Или, если еще точнее, всего-навсего один всезаменяющий деспотичный Король-диктатор.

— Так вот, дарлинг, это маленькое незначительное «но» заключается в том, что у нашей чудной акулки напрочь отсутствует такая деталька, как смущающая всяческих барышень система мочеиспускания.

— Этот как…? — забыв, что собирался кукситься да бунтовать до последнего, с некоторой долей наивности обомлело спросил Уэльс, невинно уверенный, что если существо живое-кормовое-двигающееся и вообще — то по туалетным делам оно ходить посмертно обязано: связано там контрактом, проклято, приговоренно… Короче, обязано, и всё тут. Ну вот просто потому что. Всеобщая разовая кара или что-то вроде тех загадочных штук, почему женщины истекают течкой да терпеливо вынашивают детей, а мужчины извечно мучаются бестолковой проблемой, куда и зачем засунуть свой хер. — И как её тогда не разносит, эту твою тупую акулу, если она… ну… не ссыт?
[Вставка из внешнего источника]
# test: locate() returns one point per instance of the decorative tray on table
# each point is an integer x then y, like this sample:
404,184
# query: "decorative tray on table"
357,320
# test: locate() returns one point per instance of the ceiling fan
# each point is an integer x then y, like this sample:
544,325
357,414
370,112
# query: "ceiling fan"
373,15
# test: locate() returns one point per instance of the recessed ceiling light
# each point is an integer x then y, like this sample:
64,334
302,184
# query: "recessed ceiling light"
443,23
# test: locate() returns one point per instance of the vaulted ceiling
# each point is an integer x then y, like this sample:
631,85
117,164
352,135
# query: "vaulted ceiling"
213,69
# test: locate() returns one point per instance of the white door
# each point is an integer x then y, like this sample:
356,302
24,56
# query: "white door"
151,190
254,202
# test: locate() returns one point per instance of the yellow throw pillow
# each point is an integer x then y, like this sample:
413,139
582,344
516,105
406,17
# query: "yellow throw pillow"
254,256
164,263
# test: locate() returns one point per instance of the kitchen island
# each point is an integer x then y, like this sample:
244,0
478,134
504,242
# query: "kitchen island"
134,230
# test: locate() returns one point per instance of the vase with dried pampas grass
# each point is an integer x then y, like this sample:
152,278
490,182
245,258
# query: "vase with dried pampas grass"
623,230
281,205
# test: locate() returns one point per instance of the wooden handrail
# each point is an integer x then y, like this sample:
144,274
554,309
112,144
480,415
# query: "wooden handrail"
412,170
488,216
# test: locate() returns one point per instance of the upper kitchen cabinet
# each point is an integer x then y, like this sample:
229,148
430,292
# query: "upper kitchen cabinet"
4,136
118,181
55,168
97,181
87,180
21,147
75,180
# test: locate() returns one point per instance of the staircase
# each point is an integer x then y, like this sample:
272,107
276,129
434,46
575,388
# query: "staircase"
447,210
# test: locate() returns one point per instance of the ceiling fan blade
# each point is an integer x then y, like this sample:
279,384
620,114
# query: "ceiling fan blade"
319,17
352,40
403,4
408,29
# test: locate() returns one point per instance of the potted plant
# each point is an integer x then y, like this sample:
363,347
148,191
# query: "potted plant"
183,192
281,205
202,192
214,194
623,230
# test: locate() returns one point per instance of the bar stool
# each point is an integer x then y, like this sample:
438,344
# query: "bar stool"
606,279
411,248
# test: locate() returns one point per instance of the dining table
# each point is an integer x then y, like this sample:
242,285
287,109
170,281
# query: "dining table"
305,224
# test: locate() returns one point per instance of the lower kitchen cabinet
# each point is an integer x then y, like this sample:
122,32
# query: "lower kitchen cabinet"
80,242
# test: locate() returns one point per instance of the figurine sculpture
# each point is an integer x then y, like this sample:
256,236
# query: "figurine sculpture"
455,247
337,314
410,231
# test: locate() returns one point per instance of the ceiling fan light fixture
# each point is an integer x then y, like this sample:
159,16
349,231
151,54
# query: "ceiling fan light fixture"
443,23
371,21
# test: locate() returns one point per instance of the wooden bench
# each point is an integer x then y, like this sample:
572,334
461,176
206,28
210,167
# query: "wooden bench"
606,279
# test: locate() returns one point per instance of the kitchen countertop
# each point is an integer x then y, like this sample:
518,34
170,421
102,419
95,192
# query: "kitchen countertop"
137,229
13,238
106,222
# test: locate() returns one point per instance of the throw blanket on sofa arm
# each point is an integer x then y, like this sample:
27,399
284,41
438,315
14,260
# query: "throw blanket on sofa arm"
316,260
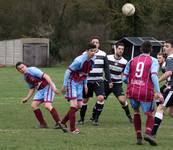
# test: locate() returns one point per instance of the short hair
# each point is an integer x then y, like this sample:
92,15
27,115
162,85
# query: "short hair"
170,41
90,46
120,44
94,37
164,55
146,47
19,63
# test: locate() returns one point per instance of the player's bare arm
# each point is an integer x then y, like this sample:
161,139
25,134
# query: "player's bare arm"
48,79
30,93
165,76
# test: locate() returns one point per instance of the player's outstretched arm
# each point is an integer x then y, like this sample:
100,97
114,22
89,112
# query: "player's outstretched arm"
30,93
53,87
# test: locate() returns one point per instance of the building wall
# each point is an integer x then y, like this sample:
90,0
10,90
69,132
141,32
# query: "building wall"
11,51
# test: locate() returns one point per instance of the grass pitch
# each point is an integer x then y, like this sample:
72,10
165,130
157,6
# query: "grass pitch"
19,128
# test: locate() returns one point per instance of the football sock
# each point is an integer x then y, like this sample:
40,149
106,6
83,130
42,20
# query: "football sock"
157,121
137,125
83,112
72,118
99,107
149,122
126,109
39,116
94,112
55,115
66,118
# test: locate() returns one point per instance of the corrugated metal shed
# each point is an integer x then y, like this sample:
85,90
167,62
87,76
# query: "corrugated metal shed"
132,45
33,51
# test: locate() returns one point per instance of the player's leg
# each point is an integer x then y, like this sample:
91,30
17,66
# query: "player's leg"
85,101
48,99
38,113
168,96
38,99
148,109
137,120
98,107
157,119
71,95
170,111
119,93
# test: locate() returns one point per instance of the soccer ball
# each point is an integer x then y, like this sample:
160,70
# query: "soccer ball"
128,9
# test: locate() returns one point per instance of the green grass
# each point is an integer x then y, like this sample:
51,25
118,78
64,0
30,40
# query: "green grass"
19,129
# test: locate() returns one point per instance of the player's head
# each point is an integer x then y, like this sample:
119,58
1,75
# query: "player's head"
91,49
161,57
168,47
119,49
146,47
21,67
95,40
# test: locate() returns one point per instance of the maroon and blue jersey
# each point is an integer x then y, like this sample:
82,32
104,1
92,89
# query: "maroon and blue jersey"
139,72
34,78
79,69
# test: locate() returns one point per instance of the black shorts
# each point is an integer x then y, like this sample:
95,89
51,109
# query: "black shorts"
117,89
94,86
168,98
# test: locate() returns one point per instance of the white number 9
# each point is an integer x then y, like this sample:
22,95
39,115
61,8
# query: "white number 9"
139,69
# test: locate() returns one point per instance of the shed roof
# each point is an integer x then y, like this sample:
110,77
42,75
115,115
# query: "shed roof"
137,41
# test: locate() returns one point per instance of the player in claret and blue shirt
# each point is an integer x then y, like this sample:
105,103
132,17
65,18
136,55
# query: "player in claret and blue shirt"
141,77
42,83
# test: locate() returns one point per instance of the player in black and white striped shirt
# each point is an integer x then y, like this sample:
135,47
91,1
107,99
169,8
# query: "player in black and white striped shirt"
95,84
116,65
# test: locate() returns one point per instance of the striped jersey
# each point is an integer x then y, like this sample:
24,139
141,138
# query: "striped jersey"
100,68
139,70
168,67
34,78
116,67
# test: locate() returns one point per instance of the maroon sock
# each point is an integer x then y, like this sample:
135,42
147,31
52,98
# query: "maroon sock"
137,125
39,116
72,118
66,118
55,115
149,123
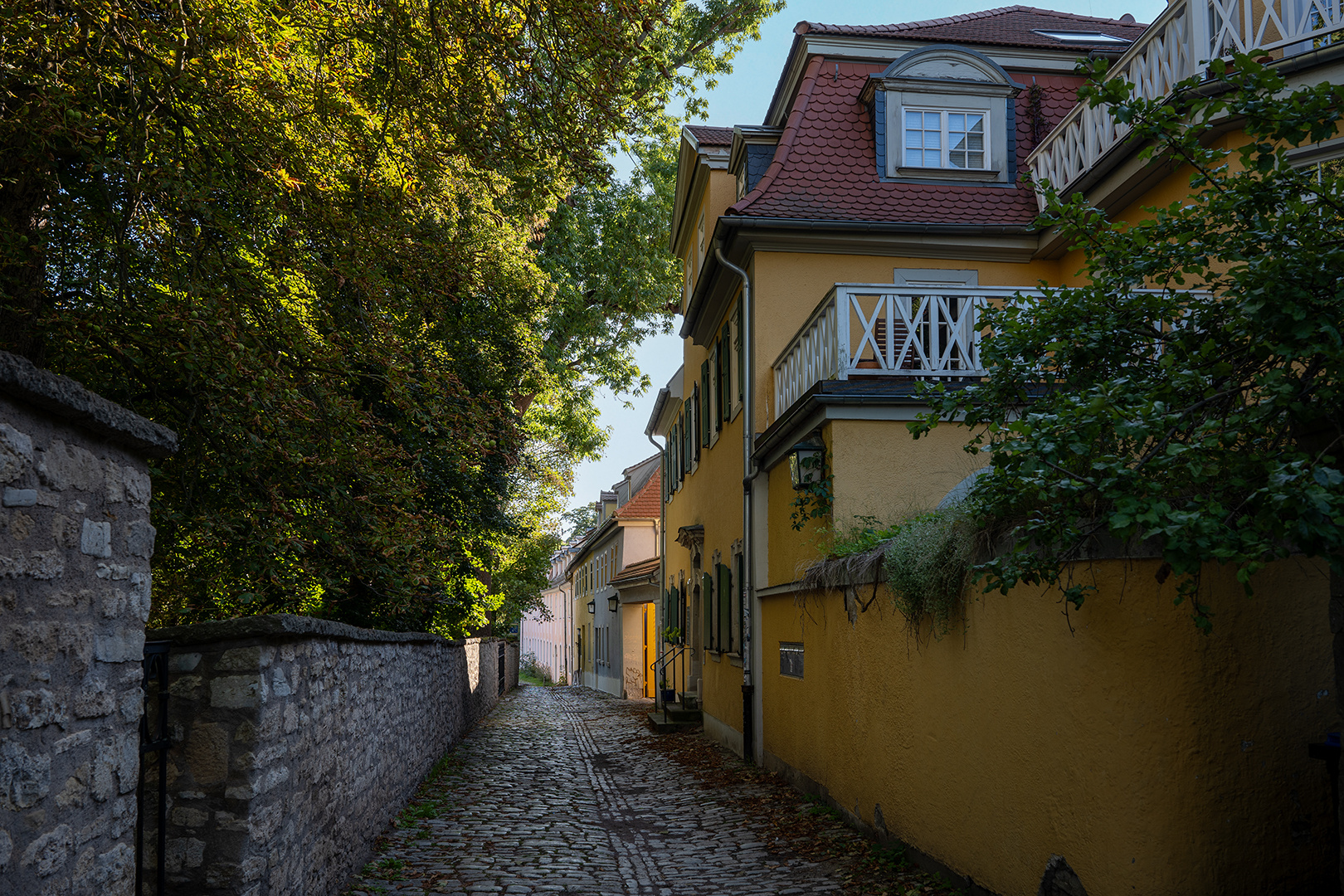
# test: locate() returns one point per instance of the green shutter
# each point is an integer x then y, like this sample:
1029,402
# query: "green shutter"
707,601
704,402
675,614
724,609
737,602
689,436
726,373
674,458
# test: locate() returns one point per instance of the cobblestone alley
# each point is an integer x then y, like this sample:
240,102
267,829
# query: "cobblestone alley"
562,790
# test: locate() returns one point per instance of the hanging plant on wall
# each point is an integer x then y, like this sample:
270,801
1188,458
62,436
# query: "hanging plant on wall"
815,496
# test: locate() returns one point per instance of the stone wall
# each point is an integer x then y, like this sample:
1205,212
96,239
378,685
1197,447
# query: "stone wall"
296,740
75,543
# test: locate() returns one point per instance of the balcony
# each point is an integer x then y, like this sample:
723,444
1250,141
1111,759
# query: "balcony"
879,329
1176,46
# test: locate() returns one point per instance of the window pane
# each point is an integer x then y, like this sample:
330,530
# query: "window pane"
923,139
967,140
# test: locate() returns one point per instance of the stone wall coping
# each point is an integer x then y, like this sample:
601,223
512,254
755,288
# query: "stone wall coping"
286,626
67,399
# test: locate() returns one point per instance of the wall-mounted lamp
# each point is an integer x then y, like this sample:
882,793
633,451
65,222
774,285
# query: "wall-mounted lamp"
806,464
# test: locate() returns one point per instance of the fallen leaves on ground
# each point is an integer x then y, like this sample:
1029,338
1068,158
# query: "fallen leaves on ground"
802,825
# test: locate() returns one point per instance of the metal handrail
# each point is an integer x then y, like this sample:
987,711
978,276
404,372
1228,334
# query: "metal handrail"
659,670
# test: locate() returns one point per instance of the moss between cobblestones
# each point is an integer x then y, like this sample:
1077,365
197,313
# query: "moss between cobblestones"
565,790
802,824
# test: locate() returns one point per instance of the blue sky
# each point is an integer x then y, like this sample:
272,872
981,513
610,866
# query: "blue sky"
741,99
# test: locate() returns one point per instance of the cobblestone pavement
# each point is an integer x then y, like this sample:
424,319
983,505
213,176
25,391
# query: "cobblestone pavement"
559,791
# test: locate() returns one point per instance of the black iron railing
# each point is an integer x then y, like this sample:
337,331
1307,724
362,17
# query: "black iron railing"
153,739
670,674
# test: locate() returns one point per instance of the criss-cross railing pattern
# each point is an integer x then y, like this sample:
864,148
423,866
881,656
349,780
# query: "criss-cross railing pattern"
879,329
1176,46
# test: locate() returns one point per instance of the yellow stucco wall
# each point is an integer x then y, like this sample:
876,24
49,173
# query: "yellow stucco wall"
711,496
882,470
1155,759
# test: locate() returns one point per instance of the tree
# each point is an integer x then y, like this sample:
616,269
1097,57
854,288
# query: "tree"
1191,392
308,240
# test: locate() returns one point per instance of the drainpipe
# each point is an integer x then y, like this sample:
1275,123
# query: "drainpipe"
663,562
747,477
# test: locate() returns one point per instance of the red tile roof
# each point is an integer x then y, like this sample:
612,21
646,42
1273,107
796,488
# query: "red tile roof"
825,163
639,570
1007,26
711,136
648,503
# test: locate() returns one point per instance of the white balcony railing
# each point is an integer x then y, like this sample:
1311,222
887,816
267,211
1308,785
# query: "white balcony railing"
875,329
1176,46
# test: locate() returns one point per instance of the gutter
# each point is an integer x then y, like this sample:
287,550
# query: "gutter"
661,535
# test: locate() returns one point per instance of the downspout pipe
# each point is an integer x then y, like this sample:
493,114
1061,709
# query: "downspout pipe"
747,480
663,559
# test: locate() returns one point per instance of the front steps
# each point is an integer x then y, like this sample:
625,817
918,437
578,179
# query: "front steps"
676,716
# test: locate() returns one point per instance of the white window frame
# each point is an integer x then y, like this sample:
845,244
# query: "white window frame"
945,143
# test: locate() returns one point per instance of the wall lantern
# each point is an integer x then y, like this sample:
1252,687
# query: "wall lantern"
806,464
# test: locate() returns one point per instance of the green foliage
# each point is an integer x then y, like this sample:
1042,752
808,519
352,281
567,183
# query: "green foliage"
1207,422
867,533
928,564
524,574
360,257
533,672
813,500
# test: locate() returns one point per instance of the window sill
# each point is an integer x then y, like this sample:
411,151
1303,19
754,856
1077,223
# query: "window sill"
951,173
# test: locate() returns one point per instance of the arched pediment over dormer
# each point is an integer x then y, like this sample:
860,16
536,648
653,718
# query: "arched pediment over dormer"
944,113
945,62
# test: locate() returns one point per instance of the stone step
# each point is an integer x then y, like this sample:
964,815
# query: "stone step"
680,712
665,726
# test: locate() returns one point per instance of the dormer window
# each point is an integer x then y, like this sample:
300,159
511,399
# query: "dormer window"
945,139
942,113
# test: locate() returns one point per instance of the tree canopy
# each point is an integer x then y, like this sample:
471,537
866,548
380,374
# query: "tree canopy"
1191,392
368,261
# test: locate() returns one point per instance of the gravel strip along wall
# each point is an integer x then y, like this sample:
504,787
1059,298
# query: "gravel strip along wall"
75,543
297,739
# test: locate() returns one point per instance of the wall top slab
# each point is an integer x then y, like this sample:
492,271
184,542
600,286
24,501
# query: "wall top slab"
65,398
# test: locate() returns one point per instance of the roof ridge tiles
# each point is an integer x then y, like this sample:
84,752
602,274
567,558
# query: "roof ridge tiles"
791,132
806,27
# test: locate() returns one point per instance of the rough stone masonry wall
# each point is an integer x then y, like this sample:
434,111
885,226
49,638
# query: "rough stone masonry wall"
74,596
297,739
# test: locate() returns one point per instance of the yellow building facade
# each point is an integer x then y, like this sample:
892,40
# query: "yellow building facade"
834,256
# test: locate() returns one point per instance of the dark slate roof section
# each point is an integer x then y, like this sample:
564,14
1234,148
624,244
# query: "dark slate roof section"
1004,27
711,136
67,399
825,165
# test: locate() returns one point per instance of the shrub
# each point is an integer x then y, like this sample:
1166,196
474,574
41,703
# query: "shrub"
530,668
928,564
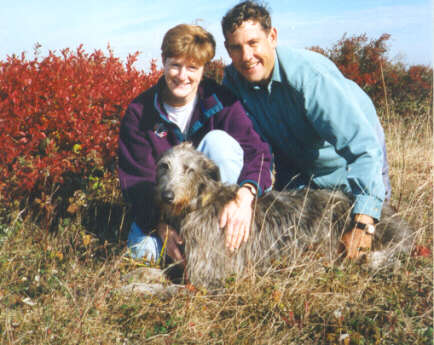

— А вот так. — Рейнхарт с достоинством поводил в воздухе вилкой, покрасовался кошачьей — чертово же семейство расплодившихся мутировавшим почкованием феликсов — ухмылкой. — Она не писает привычным нам способом, но это не значит, что мочевина так и остается в ней навсегда: полярные акулы умеют выводить ту прямиком через кожу. Удивительное изобретение природы, недоступное ни одному человеку, но, как ты понимаешь, если для акулы оно безвредное, то для того, кто жаждет ею полакомиться — смертельно-ядовитое. За время своей жизни всякая полярная акула умудряется скопить в мясе столько аммиака, что становится полностью непригодной в пищу и обещает привести каждого, кто рискнет впиться зубами в такой вот свежачок, к скорому летальному исходу под аккомпанемент Гаврииловой мирской трубы.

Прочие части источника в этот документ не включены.